Crouch served as the face of the television network, along with his wife, Janice, known for her large pink wigs and heavy makeup, expanding it from one station in Southern California to thousands of stations across the world. He often appeared on camera, microphone in hand, quoting from the Bible and delivering his upbeat brand of Christianity.

But he had also faced criticism over lavish spending of the millions of dollars in donations collected through the network. Last year, his granddaughter accused the network of financial improprieties, and her father, Paul Crouch Jr., was forced off the staff.

Paul Franklin Crouch was born in St. Joseph, Mo., on March 30, 1934. His parents were missionaries who had lived in Egypt. He graduated from the Central Bible Institute in Springfield, Mo., and began working in radio.

He and his wife founded Trinity Broadcasting Network in 1973, and bought their first station, now called KTBN-TV 40, in Santa Ana, Calif. They embraced satellite technology, broadcasting to more states and eventually overseas.

In a video tribute by the network Saturday, Crouch could be seen on camera celebrating the network’s expansion to new cities. “All over the country, they’re coming to know Jesus,” he said. “Church, I think we ought to rejoice ’cause the whole world is getting saved.”

TBN now runs on 84 satellite channels and more than 18,000 television and cable affiliates, according to the company. Crouch was the host of a show called “Behind the Scenes” that aired until recently.

The network runs sermons from prominent preachers like Joel Osteen and aired a special this month featuring the Rev. Billy Graham. This year, Crouch interviewed Rick Santorum, the Republican former presidential candidate, on his show.

The network also owns the Holy Land Experience theme park in Orlando, Fla.

Some Christian leaders have criticized the couple for preaching the “prosperity gospel” – the message that if you have faith in God and donate generously, you will profit in return. In 2010, donations to TBN totaled $93 million. The Crouches had two mansions in Newport Beach, Calif., and used corporate jets valued at $8 million and $49 million each.

In 2012, Crouch’s granddaughter Brittany Koper went public with allegations of financial improprieties. Koper told the New York Times that her job had been to label extravagant personal spending as ministry expenses. But a lawyer for the network said Koper and her husband had been fired by TBN and accused them of stealing $1.3 million.

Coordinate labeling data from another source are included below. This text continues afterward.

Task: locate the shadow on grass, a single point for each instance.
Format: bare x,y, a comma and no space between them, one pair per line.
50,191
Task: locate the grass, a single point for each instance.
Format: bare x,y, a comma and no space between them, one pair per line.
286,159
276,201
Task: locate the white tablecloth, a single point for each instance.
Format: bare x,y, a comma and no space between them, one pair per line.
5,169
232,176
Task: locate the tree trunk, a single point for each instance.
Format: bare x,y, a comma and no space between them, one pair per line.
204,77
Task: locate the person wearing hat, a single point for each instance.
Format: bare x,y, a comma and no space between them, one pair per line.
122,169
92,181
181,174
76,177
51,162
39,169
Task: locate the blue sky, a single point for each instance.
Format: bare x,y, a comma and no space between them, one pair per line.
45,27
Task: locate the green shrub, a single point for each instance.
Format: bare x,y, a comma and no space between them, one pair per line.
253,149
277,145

The dispute took a toll on the family. Her father left the network, where he had served on the board, saying that getting caught in the middle of the dispute was “one of the hardest things I’ve ever had to endure.”

Crouch is survived by his wife; two sons, Paul Jr. and Matthew; and several grandchildren.

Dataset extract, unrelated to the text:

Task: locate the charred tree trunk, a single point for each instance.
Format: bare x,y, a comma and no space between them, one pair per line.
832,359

Crouch often traveled overseas with the network and filmed episodes of his “Behind the Scenes” show in London and Rome. In one episode this year, he reminisced about how the network found an audience in Africa, noting that one time when he arrived at the airport in Nairobi, Kenya, immigration officials recognized him. They “praised the Lord” and patted him on the back, he said.

“That’s God,” he said. “He’s opening these doors, and we’re going through them.”